Hold that thought. We're going to come back to it.
Meanwhile, the research group Nextions released a study this week entitled "Written in Black & White: Exploring Confirmation Bias in Racialized Perceptions of Writing Skills." In this study, a legal research memo was drafted by 5 partners from 5 different law firms and then distributed to 60 different law firm partners for review. Within the legal memo, 22 different errors were deliberately included. Of those 22 errors, 7 were minor typos or grammatical errors, 6 were substantive errors, 5 were errors about the facts, and 4 were errors in applying the law to the facts in the discussion and conclusion sections of the memo. Again, these errors were purposely put in place to see how the 60 partners would react to them. The 60 partners were given the materials that were used to prepare the memo and told that the memo was written by a third year associate. They were asked to evaluate the associate's writing ability and to keep track of any errors that they found. Here's the kicker:
Half of the partners were told that the memo was written by a black associate, and the other half were told that the exact same memo was written by a white associate.
The results after the jump:
- The exact same memo, averaged a 3.2/5.0 rating under our hypothetical “African American” Thomas Meyer and a 4.1/5.0 rating under hypothetical “Caucasian” Thomas Meyer.
- The qualitative comments on memos, consistently, were also more positive for the “Caucasian” Thomas Meyer than our “African American” Thomas Meyer.
- An average of 2.9/7.0 spelling grammar errors were found in “Caucasian” Thomas Meyer’s memo in comparison to 5.8/7.0 spelling/grammar errors found in “African American” Thomas Meyer’s memo.
- An average of 4.1/6.0 technical writing errors were found in “Caucasian” Thomas Meyer’s memo in comparison to 4.9/6.0 technical writing errors found in “African American” Thomas Meyer’s memo.
- An average of 3.2/5.0 errors in facts were found in “Caucasian” Thomas Meyer’s memo in comparison to 3.9/5.0 errors in facts were found in “African American” Thomas Meyer’s memo.

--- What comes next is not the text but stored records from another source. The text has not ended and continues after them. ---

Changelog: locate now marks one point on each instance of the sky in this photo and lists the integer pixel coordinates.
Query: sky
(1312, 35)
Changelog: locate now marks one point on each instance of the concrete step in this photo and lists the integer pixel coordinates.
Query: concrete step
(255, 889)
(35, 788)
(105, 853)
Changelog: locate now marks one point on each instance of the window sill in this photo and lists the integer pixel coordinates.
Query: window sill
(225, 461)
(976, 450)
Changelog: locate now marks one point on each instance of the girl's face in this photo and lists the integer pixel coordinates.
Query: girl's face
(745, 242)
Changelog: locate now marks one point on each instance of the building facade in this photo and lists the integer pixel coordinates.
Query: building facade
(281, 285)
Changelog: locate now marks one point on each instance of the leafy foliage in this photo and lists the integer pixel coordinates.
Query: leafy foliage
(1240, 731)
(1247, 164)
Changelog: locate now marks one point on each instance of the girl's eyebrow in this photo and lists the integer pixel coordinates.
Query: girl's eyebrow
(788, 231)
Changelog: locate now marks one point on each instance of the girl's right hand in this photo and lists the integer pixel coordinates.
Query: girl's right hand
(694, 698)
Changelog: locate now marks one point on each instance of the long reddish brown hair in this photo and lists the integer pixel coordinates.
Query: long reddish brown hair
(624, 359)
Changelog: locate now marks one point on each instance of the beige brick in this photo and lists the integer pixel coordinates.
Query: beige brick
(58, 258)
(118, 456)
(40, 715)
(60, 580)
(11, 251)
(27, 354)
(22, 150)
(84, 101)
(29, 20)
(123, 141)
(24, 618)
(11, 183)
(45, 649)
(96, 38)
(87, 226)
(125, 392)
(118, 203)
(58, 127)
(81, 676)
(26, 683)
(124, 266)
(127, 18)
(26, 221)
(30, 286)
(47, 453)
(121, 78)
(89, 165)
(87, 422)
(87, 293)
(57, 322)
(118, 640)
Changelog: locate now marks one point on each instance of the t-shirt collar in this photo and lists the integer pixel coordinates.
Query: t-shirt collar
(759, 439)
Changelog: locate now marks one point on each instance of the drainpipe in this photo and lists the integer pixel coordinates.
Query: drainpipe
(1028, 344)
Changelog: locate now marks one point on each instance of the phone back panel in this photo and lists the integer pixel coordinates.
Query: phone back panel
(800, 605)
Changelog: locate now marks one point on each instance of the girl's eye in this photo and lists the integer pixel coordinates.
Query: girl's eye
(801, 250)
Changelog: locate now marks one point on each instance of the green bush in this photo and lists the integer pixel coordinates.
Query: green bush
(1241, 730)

- Overall, “Caucasian” Thomas Meyer’s memo was evaluated to be better in regards to the analysis of facts and had substantively fewer critical comments.
Those law firm partners who were told that the memo was written by a white associate tended to give that associate the benefit of the doubt when it came to finding the errors in the writing. Conversely, those law firm partners who were told that the memo was written by a black associate tended to approach it from the understanding that it must be subpar. Perhaps the most telling aspect of this study is in the number of spelling errors found: those who thought they were reading a white associate's memo only found about 3 out of the 7 typos in the memo, whereas those who thought they were reading a black associate's memo found almost all 7 of the typo's. You tend to find things when you specifically look for them. This strongly suggests that the partners who reviewed the "black associate" memo went into it specifically looking for the typo's. And when they found them, their biases were confirmed.
As black law firm associates, we are all very much aware that this type of bias exists in our day to day evaluations and interactions on the job. This study is but a mere glimpse into our reality. That is why it's difficult to take people like Ward Connerly seriously when they say things like merit has nothing to do with race. I have no doubt that he actually believes that, but that just lets me know that he's blind to the reality that the rest of us have experienced on a daily basis. And when you're ignorant to the reality of how racial bias affects people, you really shouldn't be trying to legislate your limited understanding of the subject on behalf of the rest of us.